Did you know that depression is the leading cause of disability in the U.S. for people between ages 15 and 44? In fact, major depressive disorder affects more than 15 million American adults, or roughly 6.7 percent of the population age 18 and older in a given year. And, sadly, only about half of Americans diagnosed receive treatment for it.
You likely know at least one person who lives with depression – and it may even be you – and if you’re not getting proper treatment, today is the perfect day to start taking action and to get insight into your own mental health. Why? It’s National Depression Screening Day (NDSD), which is part of Mental Illness Awareness Week and held annually on the Thursday of the first full week in October.

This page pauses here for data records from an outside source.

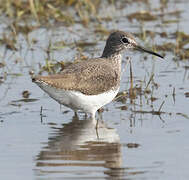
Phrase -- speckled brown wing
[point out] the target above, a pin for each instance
(90, 78)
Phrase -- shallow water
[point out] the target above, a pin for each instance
(134, 140)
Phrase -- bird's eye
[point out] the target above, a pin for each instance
(125, 40)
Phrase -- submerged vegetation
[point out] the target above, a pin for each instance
(22, 18)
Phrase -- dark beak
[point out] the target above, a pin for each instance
(141, 49)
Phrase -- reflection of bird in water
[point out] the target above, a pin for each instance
(78, 145)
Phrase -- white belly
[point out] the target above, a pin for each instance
(79, 101)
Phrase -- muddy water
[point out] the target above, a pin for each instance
(135, 138)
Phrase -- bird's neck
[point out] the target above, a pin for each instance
(114, 57)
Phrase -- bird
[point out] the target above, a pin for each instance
(89, 85)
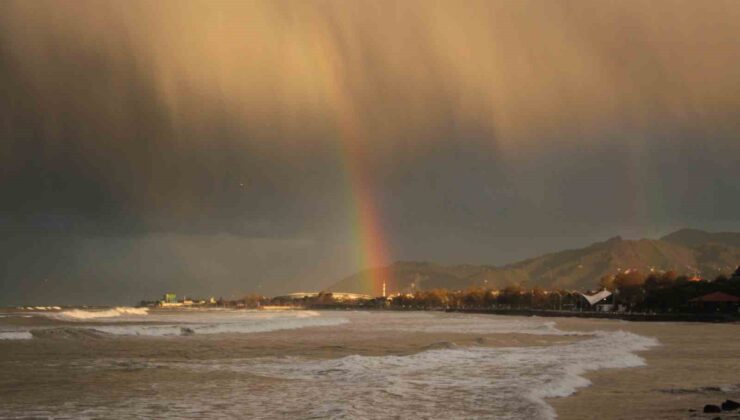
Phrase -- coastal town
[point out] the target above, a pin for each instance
(627, 295)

Each year, colleges, workplaces and community organizations around the country are encouraged to offer free and anonymous online and in-person screenings that can help individuals identify potential signs of depression. In addition to depression, individuals can be screened for the following mental illnesses:
- Generalized anxiety disorder
- Posttraumatic stress disorder
- Bipolar disorder
- Alcoholism and other substance use disorders
Do You Know the Signs of Depression?
Everyone feels stressed, sad and anxious from time to time, but if you’re feeling overwhelmed, depressed or uninterested in the things you once enjoyed, it may be time to check in on your emotional health.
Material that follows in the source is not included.